“A single-payer health-insurance system can finance good-quality coverage for all U.S. residents while still reducing overall health-care spending by roughly 10%, according to a study I co-authored last November. All Americans would be able to get care from their chosen providers without having to pay premiums, deductibles or copayments.
Other countries currently provide good health care to residents at a fraction of the U.S. cost. As of 2017, the U.S. spent $3.3 trillion on health care—17% of gross domestic product. Germany, France, Japan, Canada, the U.K., Australia, Spain and Italy spent between 9% and 11% of GDP on health care. Yet some measures—like those based on the amenable mortality rate, which tracks medically preventable deaths—rank the U.S. well below those countries.
The U.S. ranks so poorly in large part because so many Americans lack access to health care. Roughly 30 million people, 9% of the U.S. population, are uninsured. Another 26%, 86 million people, are underinsured—they have insurance but are unable to access medical care because their deductibles or copays are prohibitively high. If all these people were covered under a single-payer system, our study estimates that the overall cost of treatments would rise by about 12%, from $3.3 trillion to $3.6 trillion. Our 12% figure draws from our literature review and the 2016 estimates of Kenneth Thorpe of Emory University. It is modestly higher than the 11.3% estimate the Mercatus Center reported last July.
But Medicare for All could also eliminate 19% of total health-care spending. The largest saving, about 9% of total system costs, would come from dramatically reduced administrative costs in contracting, claims processing, credentialing providers and payment validation—all of which would be unified under one federal agency. Private insurers spend about 12% of their collective budget on administration, while Medicare operates much more efficiently, with administrative costs at around 2%.
Dramatic administrative cuts would mean far less paperwork for doctors and nurses. But administrative simplification would also entail large-scale job loses for the roughly two million people employed both by private health insurers and on the management side of hospitals and doctors’ offices. Our study proposes generous transitional support for these displaced workers, including income, retraining and relocation funds and pension guarantees. We estimate the full cost of this support would amount to about $120 billion, equal to a roughly 2% increase a year in total system costs if spread over a two-year transition phase.

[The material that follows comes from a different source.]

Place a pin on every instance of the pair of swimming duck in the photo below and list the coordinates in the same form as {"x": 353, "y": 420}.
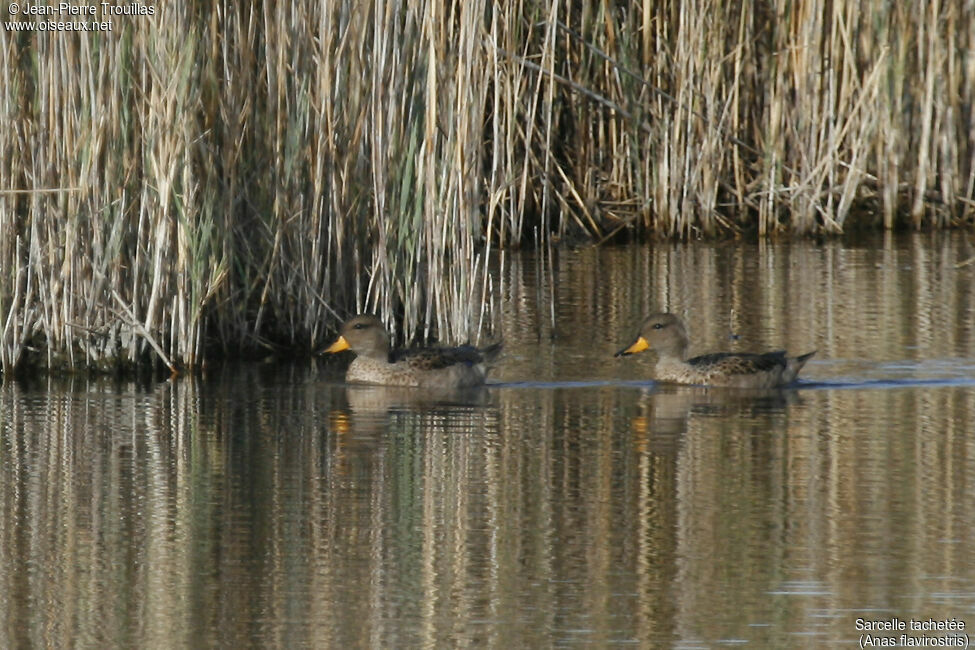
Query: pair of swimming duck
{"x": 466, "y": 366}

The second major saving our study identified would come from the government negotiating down prescription-drug prices, which would eliminate about 6% of total system costs. Prescription-drug prices in the U.S. are about twice as high as in other advanced economies. Under Medicare for All these prices could fall, conservatively, by about 40%. Further savings would result through operating Medicare for All under a global budgeting system like the one in Canada. Such systems allow regulators to oversee billing and expenses industrywide, allowing them to control fees for physicians and hospitals, reduce unnecessary treatments and fraud, and encourage preventive care.
Taking the cost reductions and expanded coverage into account, we estimated that Medicare for All could operate with an overall budget of $2.93 trillion—nearly 10% less than current spending. To finance this, the government begins with $1.9 trillion already in hand—nearly 60% of the total needed—that pays for Medicare, Medicaid and smaller public programs. The government would therefore need to take about $1 trillion out of what businesses and families now pay to private insurers.
Our study has a few ideas to generate those funds. We propose that all businesses that currently purchase health insurance for their employees be mandated to pay 92% of what they now spend into Medicare for All—saving 8% of their health-care expenditures. Larger firms that haven’t provided coverage for every worker would pay $500 for each uninsured worker, while small businesses would be exempt from these premiums. This measure would raise more than $600 billion. After two or three years, this system could make a transition to a 1.78% tax on gross receipts or an 8.2% payroll tax, either of which would generate the needed $600 billion.
The remaining $400 billion would come from two measures: a national sales tax of 3.75% on nonnecessities, which would generate about $200 billion, and a wealth tax of 0.38%, after exempting the first $1 million of all families’ net worth, for another $200 billion. We also propose taxing long-term capital gains as ordinary income. The sum of these revenue streams will allow Medicare for All to operate with a 1% budget surplus.
Families would pay these taxes instead of premiums, deductibles and copays to private insurers. Except for those in the highest income brackets, this will produce significant savings for families as well as for businesses. Net health-care spending for middle-income families that now purchase insurance for themselves would fall by fully 14% of their income.
Add it all up and Medicare for All is actually the cheaper option for good-quality care in the U.S.”
Mr. Pollin is an economics professor and co-director of the Political Economy Research Institute at The University of Massachusetts-Amherst.
Now how do we get this kind of argument out to every single person? Can we badger the MSM relentlessly?